Food Crisis in Germany: a POP is the Weasel

Chicken feed? Diesel fuel? At Harles und Jentzsch we make them in the same tank. Have a little dioxin with your bacon and eggs?

Another major food scare in another part of the world demonstrates anew the boundless greed and clueless lethality of industrial agriculture. Nearly 5,000 farms in Germany were ordered closed late last week because animal feeds for pigs and chickens had been contaminated with dioxin, a toxic and carcinogenic chemical. As always in such cases, the moment the crisis erupted it became apparent that 1) it had been going on for a very long time, perhaps since last March; and 2) that criminal activity may well have been involved. Yet two vital considerations are absent from the media coverage thus far.

First, what has been reported: the 4,709 farms closed, many of them pork and egg producers, had received at least 3,000 metric tons  of animal feed from 25 companies, all of which had used contaminated fatty acids supplied by one plant, owned by the firm of Harles und Jentzsch. Tests of the fatty acids, which were supposed to be used in the manufacture of fuel (their use in feed may have been illegal without regard to the contamination), found dioxin at levels much higher than permitted. Almost immediately, a newspaper found test results showing elevated dioxin levels — double the amount permitted in animal feed — in the substances going back to March.
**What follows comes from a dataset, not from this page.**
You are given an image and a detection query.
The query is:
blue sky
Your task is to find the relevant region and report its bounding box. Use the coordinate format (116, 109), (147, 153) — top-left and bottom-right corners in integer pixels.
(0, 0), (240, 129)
Dioxin, according to a typical news account, is “a by-product of burning rubbish and industrial activities, [that] can cause miscarriages and other health problems in humans, including cancer if consumed in high levels.”

When it was revealed that eggs from the farms using the contaminated feed had been exported to Britain, officials in both Germany and Britain assured the public that the amount of dioxin that would be present in an egg would be so small as to be harmless. (So “harmless” that five thousand farms have been locked down to prevent their delivering another egg or side of bacon until the contaminants have been disposed of?)

What is not mentioned in the usual news stories, and, coincidentally, what the industry does not want us to know (or remember), falls into two categories: the nature of the contaminant, and the nature of the animal food industry.

First, dioxin. It is among the nastiest of the products of industrial chemistry. It is a byproduct, often an accidental one, of such processes as the manufacture of pesticides, paint and paper, and exists in a special category of bad actors called persistent organic pollutants (POPs). Dioxin and its fellow POPs are typically compounds of chlorine that are not only first-tier carcinogens, but are, according to the US Environmental Protection Agency, blamed for “reproductive, developmental, behavioral, neurologic, endocrine, and immunologic adverse health effects.”

But here is the worst thing about POPs, indicated by that first word, “persistent”: they are virtually indestructible, and they bio-accumulate. Which means that the big fish that eats the little fish retains all the little fish’s POPs in its fatty tissue, and the eagle that eats the big fish gets all the POPs that all the fish eaten by the big fish were ever exposed to in their lives, and so on up the food chain. Which is why that well known POP, DDT, almost wiped out the Bald Eagle before it was stopped.

Same with people. Every molecule of every POP, Dioxin included, that you ever ingested is with you still. If you are a nursing mother, you are passing them on to your baby (and if your baby is a female, she will pass them on to her children). Thus Dioxin and the others (PCPs, furans, dieldrin, chlordane, etc.) have been accumulating in humans since the global use of synthetic chemicals began in the 1950s. As the dosage increases, generation to generation, when will it reach critical mass in individuals? No one knows, no one talks about it, and apparently no one is trying to find out.

But the people who announced that the tiny dosage of Dioxin that might be in their tainted eggs is harmless, knew, or should have known, that they were lying.

The second thing not mentioned in the news accounts was the source of the “fatty acids.” This undoubtedly refers to the product obtained by rendering animal carcasses. The feeding of fatty acids to animals evolved to eat grass and bugs amounts to forced cannibalism. There are really good reasons for the ancient taboos: cannibalism is the source — and the sole source — of the spread of mad cow disease, for example. And their use in synthetic feed compounds is always, inevitably, fraught with peril.

The German farms will reopen shortly, and the British egg eaters will be reassured that their quiche is perfectly safe. It will be back to business as usual, which should make us all afraid — really, afraid.